İslamda Barış ve Kardeşliğin Önemi

Konusu 'Dini bilgiler' forumundadır ve Beyza tarafından 24 Ekim 2013 başlatılmıştır.

  1. Beyza

    Beyza Moderatör

    Dinimizde Barış ve Kardeşliğin Önemi
    İslam , barış dinidir.

    Barışın sağlanmasında en mühim unsur mutlaka konuştuğumuz dil ve üsluptur. Kur’an da çok açık bir şekilde müminler barış dili geliştirmeye davet edilmektedirler: [Size Müslüman “es-selam” olduğunu bildirene, dünya hayatının geçici menfaatine “ganimete” göz dikerek: ‘Sen mü’min değilsin’ demeyin.] Şundan dolayı bir kişiyi inancı nedeniyle dışlamak, Müslümanlığını sorgulamak müminler arasında barışı bozar. İnsanların inançlarını sorgulayacak olan makam insan değildir.
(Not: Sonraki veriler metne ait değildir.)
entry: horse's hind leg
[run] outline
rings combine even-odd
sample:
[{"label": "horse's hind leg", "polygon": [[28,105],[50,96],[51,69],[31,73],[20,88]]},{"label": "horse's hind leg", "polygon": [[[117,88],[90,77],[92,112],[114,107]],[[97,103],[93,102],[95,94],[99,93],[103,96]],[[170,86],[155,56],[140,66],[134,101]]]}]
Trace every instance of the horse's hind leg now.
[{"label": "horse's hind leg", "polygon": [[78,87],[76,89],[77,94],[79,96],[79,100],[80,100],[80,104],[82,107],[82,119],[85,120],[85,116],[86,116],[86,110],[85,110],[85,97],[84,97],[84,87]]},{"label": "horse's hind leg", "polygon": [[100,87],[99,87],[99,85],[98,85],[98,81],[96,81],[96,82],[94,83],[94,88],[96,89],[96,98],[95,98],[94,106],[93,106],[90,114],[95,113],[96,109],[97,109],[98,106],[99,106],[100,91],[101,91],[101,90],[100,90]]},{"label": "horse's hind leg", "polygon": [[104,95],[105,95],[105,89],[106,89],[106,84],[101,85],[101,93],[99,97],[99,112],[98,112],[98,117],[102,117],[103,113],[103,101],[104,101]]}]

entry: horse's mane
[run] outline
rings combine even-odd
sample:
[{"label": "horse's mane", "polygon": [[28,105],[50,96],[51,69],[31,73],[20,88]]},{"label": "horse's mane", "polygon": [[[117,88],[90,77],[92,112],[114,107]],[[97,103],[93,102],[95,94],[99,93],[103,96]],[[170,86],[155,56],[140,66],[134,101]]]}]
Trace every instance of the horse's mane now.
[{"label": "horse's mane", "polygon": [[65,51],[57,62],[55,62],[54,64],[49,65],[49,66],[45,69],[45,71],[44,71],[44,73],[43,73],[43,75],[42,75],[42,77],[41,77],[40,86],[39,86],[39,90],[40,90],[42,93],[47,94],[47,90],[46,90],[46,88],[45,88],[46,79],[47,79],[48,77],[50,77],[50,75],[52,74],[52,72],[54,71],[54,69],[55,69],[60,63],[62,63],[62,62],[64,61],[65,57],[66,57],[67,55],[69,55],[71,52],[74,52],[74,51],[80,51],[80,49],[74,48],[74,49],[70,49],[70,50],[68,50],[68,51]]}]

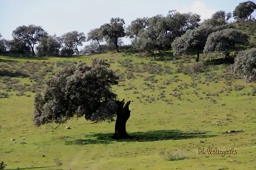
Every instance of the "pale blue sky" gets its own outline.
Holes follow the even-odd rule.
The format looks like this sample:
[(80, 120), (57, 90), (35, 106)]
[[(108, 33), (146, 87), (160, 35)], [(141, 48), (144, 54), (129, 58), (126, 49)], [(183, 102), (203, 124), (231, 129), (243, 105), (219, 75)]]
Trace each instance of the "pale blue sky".
[[(0, 0), (0, 33), (7, 39), (17, 27), (40, 25), (50, 34), (60, 35), (90, 29), (123, 18), (128, 25), (138, 17), (166, 15), (168, 10), (192, 12), (203, 19), (218, 10), (232, 12), (246, 0)], [(124, 42), (127, 43), (128, 40)]]

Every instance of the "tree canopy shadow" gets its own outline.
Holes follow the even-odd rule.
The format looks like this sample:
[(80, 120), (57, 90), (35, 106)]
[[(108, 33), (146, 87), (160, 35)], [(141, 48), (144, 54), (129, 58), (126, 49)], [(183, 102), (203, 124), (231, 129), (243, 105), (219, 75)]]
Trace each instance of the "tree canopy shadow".
[(220, 58), (214, 59), (206, 61), (206, 65), (221, 65), (221, 64), (234, 64), (235, 58), (233, 56), (228, 57)]
[(2, 70), (0, 69), (0, 76), (8, 76), (10, 77), (28, 77), (29, 75), (25, 72), (19, 71), (12, 72), (8, 70)]
[(162, 51), (156, 54), (158, 57), (156, 61), (170, 61), (173, 60), (174, 58), (173, 52), (172, 51)]
[(123, 50), (122, 52), (126, 55), (133, 55), (138, 53), (138, 51), (134, 49), (130, 49)]
[[(210, 132), (192, 131), (182, 131), (179, 130), (162, 130), (150, 131), (146, 132), (138, 132), (129, 133), (133, 138), (130, 139), (119, 140), (124, 142), (148, 142), (159, 140), (180, 140), (192, 138), (205, 138), (217, 136), (210, 135)], [(84, 139), (76, 139), (74, 140), (65, 141), (66, 145), (86, 145), (88, 144), (109, 144), (114, 143), (116, 140), (111, 138), (113, 135), (109, 133), (94, 133), (85, 136)]]
[(32, 56), (28, 55), (24, 55), (17, 54), (4, 54), (2, 55), (3, 56), (8, 57), (10, 58), (15, 59), (26, 59), (30, 60), (48, 60), (49, 59), (48, 57), (38, 57), (36, 56)]
[(17, 63), (18, 61), (10, 60), (9, 59), (0, 59), (0, 63)]
[[(58, 166), (38, 166), (37, 167), (26, 167), (26, 168), (19, 168), (16, 169), (7, 169), (7, 170), (33, 170), (34, 169), (46, 168), (52, 168)], [(61, 170), (61, 169), (60, 169)]]

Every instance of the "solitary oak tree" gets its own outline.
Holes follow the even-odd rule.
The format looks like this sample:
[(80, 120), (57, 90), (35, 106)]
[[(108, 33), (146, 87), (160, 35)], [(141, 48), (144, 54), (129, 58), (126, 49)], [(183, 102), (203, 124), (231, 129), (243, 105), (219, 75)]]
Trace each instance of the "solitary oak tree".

    Fahri Kainat Efendimiz [s.a.v], müminler arasında meydana gelen küskünlükleri ve dargınlıkları gidermede çözüm olarak selamı adres göstermiştir: [İnsanların Cenab-ı Hak katında en değerlisi ve ona en yakın olanı, önce selamı verendir.] Zira selam, Müslümanlar arasında sevgi ve kardeşliğin geliştirilmesinin anahtarıdır.
    Toplumda çatışmaların, anlaşmazlıkların vede ayrılıkların önüne yanlız barışa önem vermek ile geçilebilir. Bunun ilk adımlarından birtanesi de insanlara güler yüzle selam vermektir.

    Cenab-ı Hak iman edenlerin barış ve huzur içinde yaşamanın İslam’a girmekle eş anlamlı olduğunu şu ayetle ifade etmektedir: [Ey iman edenler! Hep birlikte barış " İslam " içinde olun. Sakın şeytanın arkasından gitmeyin. Çünkü o, apaçık düşmanmızdır.] (Bakara suresi, 208. ayet.)

    İslam barışa önem verir.
    Barışı bozan durumların şiddetle karşısındadır. Kur’an-ı Kerim bunu şöyle ifade etmektedir: [Kim bir kişiyi, haksız yere öldürür ise muhakkak ki o tüm insanları öldürmüş gibidir. Kim de "bir kişinin hayatını kurtarmak nedeniyle" yaşatır ise tüm insanları yaşatmış gibi olur.](Mâide suresi, 32. ayet.)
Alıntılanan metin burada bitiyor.